Seorang pakar fisika nuklir AS menuntut pemerintah AS ke pengadilan karena membatalkan pernyataan kesetiaannya pada negara. Menurut pakar fisika itu, pembatalan itu dilakukan karena agama yang dianutnya, Islam dan kritikan-kritikannya pada pemerintah AS tentang perang Irak.
Padahal Abdel Moniem Ali el-Ganayni, 57, telah mengabdi selama 18 tahun sebagai pakar fisika nuklir di laboratorium Betty, sebuah laboratorium yang didanai pemerintah AS. El-Ganayni yang kelahiran Mesir ini, bermigrasi ke AS pada tahun 1980 untuk keperluan studi master dan doktoratnya. Delapan tahun kemudian, El-Ganayni mendapatkan naturalisasi dan menjadi warga negara AS. Dengan pembatalan pernyataan kesetiaan pada negara yang dilakukan pemerintah AS bulan Mei kemarin, ia terancam kehilangan pekerjaannya.
"Yang menjadi perdebatan adalah, alasan D.O.E (Department of Energy) yang melibatkan masalah kesetiaan pada negara dalam masalah ini.
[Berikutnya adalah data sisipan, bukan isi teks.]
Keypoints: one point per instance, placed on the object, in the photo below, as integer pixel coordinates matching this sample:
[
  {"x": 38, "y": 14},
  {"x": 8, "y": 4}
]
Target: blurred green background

Mereka hanya ingin membebaskan diri mereka dari tanggung jawab untuk memberikan penjelasan apa sebenarnya yang terjadi, " kata pengacara El-Ganayni, Witold Walczak.
Pihak D.O.E menolak menjelaskan alasannya sebenarnya pembatalan itu dengan dalih demi "keamanan nasional." Dalam gugatannya, Ganayni menegaskan bahwa hak kebebasan berbicara dan beragama serta hak untuk mendapatkan perlindungan yang sama sebagai warga negara AS telah dilanggar.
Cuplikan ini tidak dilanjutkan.